In uno degli approfondimenti il Rapporto 2018 mostra che, nella ricomposizione delle attività economiche nel sistema produttivo italiano conseguente alla selezione determinata dalla grande recessione, sono mutate anche le reti di relazioni che le imprese intrattengono con altri soggetti imprenditoriali o istituzioni e che la rete delle relazioni inter-settoriali rappresenta un importante tramite per la diffusione delle tecnologie e del know how all’interno dei sistemi produttivi. Facendo al riguardo un confronto fra Italia e Germania, il Rapporto segnala che gli indicatori sul numero e le caratteristiche dei legami intersettoriali rivelano un livello complessivamente simile di relazioni attivate ma, nel caso dell’Italia, i settori più periferici risultano relativamente più isolati. Inoltre in Italia c’è una minore capacità di trasmissione di conoscenza e di tecnologia attraverso il canale degli scambi tra industrie, sostanzialmente dovuto all’operare congiunto di un modello di specializzazione che pone al centro della rete di relazioni settori a contenuto basso o mediobasso di tecnologia/conoscenza e una struttura di scambi frammentata e relativamente chiusa, tendente a marginalizzare i settori fornitori di beni e servizi avanzati, soprattutto lungo la direttrice manifattura-servizi. Il Rapporto evidenzia anche che in Italia la propensione alla cooperazione per l’innovazione è minore che nelle altre maggiori economie europee. In particolare, la definizione di accordi di cooperazione con università o centri di ricerca appare assai più ardua per le imprese di piccole o medie dimensioni. Questa limitata capacità di rapporto emerge anche dall’analisi della rete dei partecipanti al programma di ricerca europeo Horizon 2020, dove il ruolo di pivot è giocato congiuntamente dalle università britanniche e dalle imprese tedesche. Considerando la sottorete costituita, in quest’ambito, dai partner delle imprese italiane, si evidenzia la capacità di queste di sviluppare collaborazioni per attività di ricerca con altre imprese, in particolare di Germania, Francia e Spagna, mentre più contenuto pare il loro rapporto con le università e gli enti di ricerca italiani.

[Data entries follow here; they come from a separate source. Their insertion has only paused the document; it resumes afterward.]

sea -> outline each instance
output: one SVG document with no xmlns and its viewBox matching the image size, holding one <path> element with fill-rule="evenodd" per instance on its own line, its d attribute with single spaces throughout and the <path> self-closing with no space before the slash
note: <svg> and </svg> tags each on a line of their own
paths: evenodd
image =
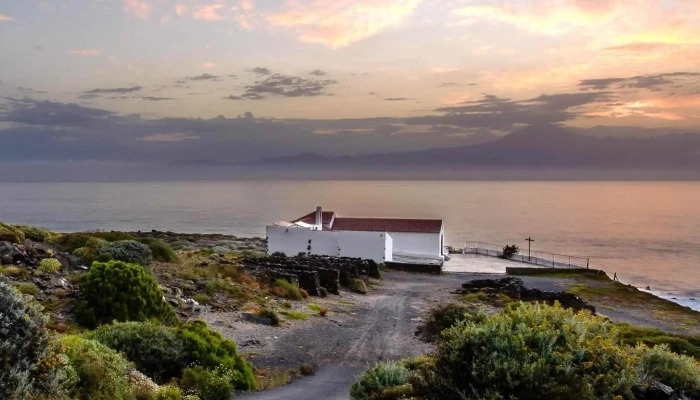
<svg viewBox="0 0 700 400">
<path fill-rule="evenodd" d="M 700 310 L 700 182 L 195 181 L 0 183 L 0 221 L 81 230 L 264 236 L 322 206 L 441 218 L 446 244 L 517 244 Z"/>
</svg>

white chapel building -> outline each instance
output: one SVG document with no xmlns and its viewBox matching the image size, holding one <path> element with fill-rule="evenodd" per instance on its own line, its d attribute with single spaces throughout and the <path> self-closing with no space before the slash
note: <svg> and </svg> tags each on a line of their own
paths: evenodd
<svg viewBox="0 0 700 400">
<path fill-rule="evenodd" d="M 377 263 L 444 260 L 445 228 L 439 219 L 348 218 L 317 207 L 301 218 L 276 222 L 266 231 L 268 254 L 358 257 Z"/>
</svg>

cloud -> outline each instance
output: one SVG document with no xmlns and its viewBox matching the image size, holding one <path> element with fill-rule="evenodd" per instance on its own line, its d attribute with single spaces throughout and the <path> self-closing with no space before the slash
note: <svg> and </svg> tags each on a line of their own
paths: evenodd
<svg viewBox="0 0 700 400">
<path fill-rule="evenodd" d="M 310 0 L 290 2 L 267 16 L 273 26 L 296 29 L 298 39 L 337 49 L 395 27 L 421 0 Z"/>
<path fill-rule="evenodd" d="M 146 101 L 168 101 L 168 100 L 177 100 L 172 97 L 155 97 L 155 96 L 141 96 L 140 97 L 142 100 Z"/>
<path fill-rule="evenodd" d="M 581 90 L 604 90 L 609 88 L 631 88 L 660 90 L 663 86 L 684 83 L 687 79 L 700 77 L 698 72 L 670 72 L 663 74 L 639 75 L 628 78 L 584 79 L 579 82 Z"/>
<path fill-rule="evenodd" d="M 192 13 L 192 18 L 201 21 L 220 21 L 225 19 L 223 16 L 219 15 L 219 10 L 223 7 L 223 4 L 212 4 L 200 7 Z"/>
<path fill-rule="evenodd" d="M 502 23 L 536 34 L 557 35 L 604 24 L 612 18 L 617 3 L 616 0 L 522 0 L 469 5 L 452 13 L 469 24 Z"/>
<path fill-rule="evenodd" d="M 265 79 L 246 86 L 245 93 L 240 97 L 261 100 L 268 95 L 280 97 L 327 96 L 330 94 L 326 92 L 326 88 L 338 83 L 333 79 L 306 79 L 299 76 L 273 74 L 267 68 L 256 68 L 256 70 L 261 70 L 258 71 L 258 74 L 265 76 Z"/>
<path fill-rule="evenodd" d="M 92 89 L 85 93 L 132 93 L 143 89 L 142 86 L 132 86 L 128 88 Z"/>
<path fill-rule="evenodd" d="M 73 56 L 96 57 L 100 55 L 100 51 L 97 49 L 66 50 L 66 54 Z"/>
<path fill-rule="evenodd" d="M 151 14 L 151 5 L 139 0 L 123 0 L 124 12 L 134 18 L 148 19 Z"/>
<path fill-rule="evenodd" d="M 241 0 L 238 2 L 238 4 L 241 6 L 242 9 L 246 11 L 251 11 L 252 9 L 255 8 L 255 4 L 253 3 L 253 0 Z"/>
<path fill-rule="evenodd" d="M 270 71 L 269 68 L 265 67 L 255 67 L 250 69 L 250 72 L 258 75 L 272 75 L 272 71 Z"/>
<path fill-rule="evenodd" d="M 48 100 L 8 99 L 8 110 L 0 112 L 0 121 L 37 126 L 102 125 L 115 114 L 97 108 Z"/>
<path fill-rule="evenodd" d="M 176 132 L 176 133 L 156 133 L 154 135 L 144 136 L 137 138 L 143 142 L 184 142 L 186 140 L 197 140 L 198 135 L 192 135 L 186 132 Z"/>
<path fill-rule="evenodd" d="M 198 76 L 185 78 L 188 81 L 220 81 L 221 77 L 212 74 L 202 74 Z M 177 81 L 175 83 L 184 83 L 184 81 Z"/>
<path fill-rule="evenodd" d="M 443 82 L 439 87 L 476 86 L 476 83 Z"/>
</svg>

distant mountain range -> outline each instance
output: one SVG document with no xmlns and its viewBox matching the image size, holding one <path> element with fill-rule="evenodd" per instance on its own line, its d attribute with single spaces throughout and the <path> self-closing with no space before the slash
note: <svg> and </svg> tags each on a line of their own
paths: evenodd
<svg viewBox="0 0 700 400">
<path fill-rule="evenodd" d="M 594 137 L 556 125 L 532 125 L 484 143 L 411 152 L 324 156 L 303 153 L 252 163 L 265 166 L 437 168 L 700 168 L 700 135 Z"/>
</svg>

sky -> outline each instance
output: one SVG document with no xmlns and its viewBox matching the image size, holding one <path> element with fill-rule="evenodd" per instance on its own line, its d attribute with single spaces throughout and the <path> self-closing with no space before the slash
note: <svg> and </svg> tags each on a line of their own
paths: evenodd
<svg viewBox="0 0 700 400">
<path fill-rule="evenodd" d="M 5 0 L 0 65 L 0 160 L 700 130 L 697 0 Z"/>
</svg>

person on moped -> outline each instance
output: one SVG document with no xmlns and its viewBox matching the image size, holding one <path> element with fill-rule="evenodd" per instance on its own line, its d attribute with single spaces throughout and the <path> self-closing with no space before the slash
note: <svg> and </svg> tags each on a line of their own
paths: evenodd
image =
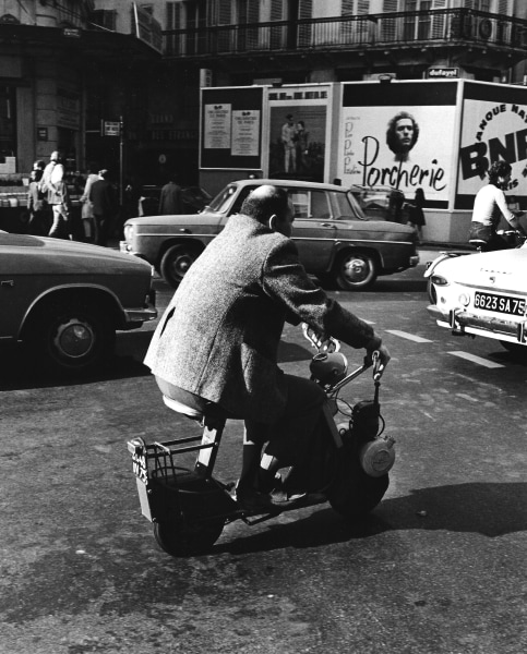
<svg viewBox="0 0 527 654">
<path fill-rule="evenodd" d="M 489 183 L 478 191 L 474 201 L 469 241 L 483 241 L 486 252 L 511 247 L 508 242 L 496 232 L 502 216 L 514 230 L 527 235 L 518 219 L 522 214 L 514 214 L 508 209 L 503 193 L 508 187 L 511 173 L 512 167 L 506 161 L 492 164 L 488 172 Z"/>
<path fill-rule="evenodd" d="M 284 501 L 259 491 L 264 444 L 284 435 L 301 443 L 324 417 L 322 388 L 278 367 L 286 320 L 364 348 L 370 358 L 378 351 L 381 366 L 390 361 L 379 334 L 307 275 L 292 222 L 287 191 L 268 184 L 252 191 L 185 274 L 145 358 L 169 398 L 244 421 L 236 497 L 247 510 Z"/>
</svg>

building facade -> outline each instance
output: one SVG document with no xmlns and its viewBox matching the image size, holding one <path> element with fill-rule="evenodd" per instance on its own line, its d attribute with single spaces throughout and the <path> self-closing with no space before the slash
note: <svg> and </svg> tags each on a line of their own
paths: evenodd
<svg viewBox="0 0 527 654">
<path fill-rule="evenodd" d="M 143 118 L 141 71 L 160 47 L 140 35 L 133 13 L 113 33 L 94 12 L 93 0 L 0 1 L 0 184 L 21 184 L 53 150 L 70 171 L 94 158 L 119 168 L 120 140 L 104 122 L 124 111 Z"/>
<path fill-rule="evenodd" d="M 527 81 L 520 0 L 0 0 L 0 34 L 4 183 L 53 149 L 197 183 L 201 87 Z"/>
</svg>

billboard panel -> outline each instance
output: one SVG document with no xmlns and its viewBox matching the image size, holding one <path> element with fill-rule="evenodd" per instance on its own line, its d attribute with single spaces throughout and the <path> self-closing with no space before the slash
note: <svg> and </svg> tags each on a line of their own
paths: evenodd
<svg viewBox="0 0 527 654">
<path fill-rule="evenodd" d="M 262 101 L 262 87 L 202 89 L 201 168 L 261 168 Z"/>
<path fill-rule="evenodd" d="M 447 207 L 457 142 L 456 82 L 343 85 L 337 177 L 343 184 L 424 191 Z"/>
<path fill-rule="evenodd" d="M 508 194 L 527 196 L 527 89 L 466 82 L 459 148 L 456 208 L 471 208 L 499 159 L 513 168 Z"/>
<path fill-rule="evenodd" d="M 268 177 L 324 181 L 331 86 L 268 89 Z"/>
</svg>

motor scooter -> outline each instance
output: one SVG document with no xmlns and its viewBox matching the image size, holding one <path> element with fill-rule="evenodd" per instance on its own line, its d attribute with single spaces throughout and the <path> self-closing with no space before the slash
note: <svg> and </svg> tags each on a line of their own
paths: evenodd
<svg viewBox="0 0 527 654">
<path fill-rule="evenodd" d="M 379 353 L 348 374 L 339 341 L 323 341 L 307 325 L 303 332 L 316 349 L 310 363 L 311 379 L 326 393 L 323 414 L 328 428 L 315 429 L 301 447 L 294 444 L 289 448 L 292 455 L 287 461 L 278 460 L 271 491 L 296 494 L 298 501 L 265 509 L 264 513 L 248 511 L 237 502 L 235 482 L 225 483 L 214 475 L 226 416 L 200 414 L 164 396 L 167 407 L 200 423 L 202 432 L 164 443 L 146 444 L 142 438 L 128 443 L 142 512 L 153 523 L 155 538 L 167 554 L 179 557 L 207 552 L 224 526 L 236 520 L 253 525 L 284 511 L 326 501 L 344 518 L 358 520 L 383 498 L 395 460 L 395 440 L 384 435 L 379 402 L 384 371 Z M 342 400 L 340 390 L 369 368 L 373 373 L 373 399 L 355 405 Z M 193 468 L 181 465 L 188 452 L 196 452 Z M 264 450 L 262 461 L 265 456 Z"/>
</svg>

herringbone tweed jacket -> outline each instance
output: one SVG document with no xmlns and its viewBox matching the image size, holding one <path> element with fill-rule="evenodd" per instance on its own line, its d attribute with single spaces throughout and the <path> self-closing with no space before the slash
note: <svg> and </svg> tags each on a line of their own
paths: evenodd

Riguardo ai dati di sintesi per il 2017, il Rapporto registra che in Italia il Pil è cresciuto dell’1,5%, i consumi continuano a risalire (+1,4%), il volume delle esportazioni di beni e servizi è incrementato del 5,4% e quello delle importazioni del 5,3%. L’espansione dell’attività ha interessato tutti i settori produttivi, a eccezione dell’agricoltura.